There had been times, recently, when I was sure they would be better off without me. Money was always tight, and that caused tension, but, added to that, I had become distant. Perhaps, since I had come out, I thought I had less in common with them now. Perhaps I had withdrawn out of self-protection. Either way, I felt, as I placed the bottles down and then turned to leave, something of what it would be like to be a stranger to those people, for my mother not to know me, for my father, too, and my brother, Eddie, for all of them to be asleep, not knowing that I was there, outside, half willing them to wake up, to wave to me from the window, to know that I was one of their own.
I would walk back to the van still hoping deep down that I would be proven wrong, that my mother would call my name, or open the front door, or be woken at least by the low voices and the clanging of the bottles.
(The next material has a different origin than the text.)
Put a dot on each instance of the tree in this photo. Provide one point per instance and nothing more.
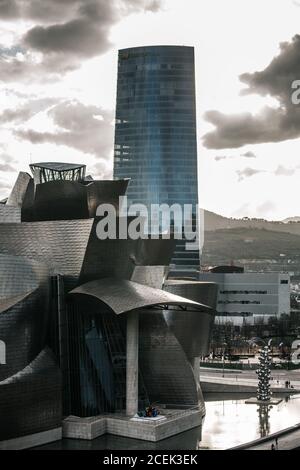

But then I would hop back up onto the float, and David would begin to drive down the road again, and neither my mother nor my father nor Eddie was any the wiser.
Sometimes, in the empty stretches between orders, David would try to talk to me about women, or about football, and I would have to lie my way through the conversation, sinking into a tedious fiction to cover up the fact that I wasn’t interested in any of those things, that I wasn’t a man like he was a man. Occasionally, if he glimpsed a young woman or even a schoolgirl getting dressed in an upstairs window, he would nudge me or slap my knee and say, ‘I’d give her one,’ and I would smile awkwardly, a lump in my throat. I still had no concept of what all these urges added up to. There was little cohesiveness to my own desires, which moved between boys my age and older men, attaching and failing, fixating on discrete parts of bodies and personalities and then flitting on to something else. It was like this urgent force that was so energetic it couldn’t be satisfied with any one thing. With David, I had tried to reimagine his confidences as erotic, but it never worked. I would close my eyes some nights and picture his large, cold hand reaching over and touching my knee, the unexpected brush of his palm on the crotch of my jeans. I would imagine him standing behind me at the door of one of those houses, telling me off, driving the van somewhere quiet, and then the ugly heft of him, lifting me up, but in the end, I found myself pitying him instead, and I could never get past it.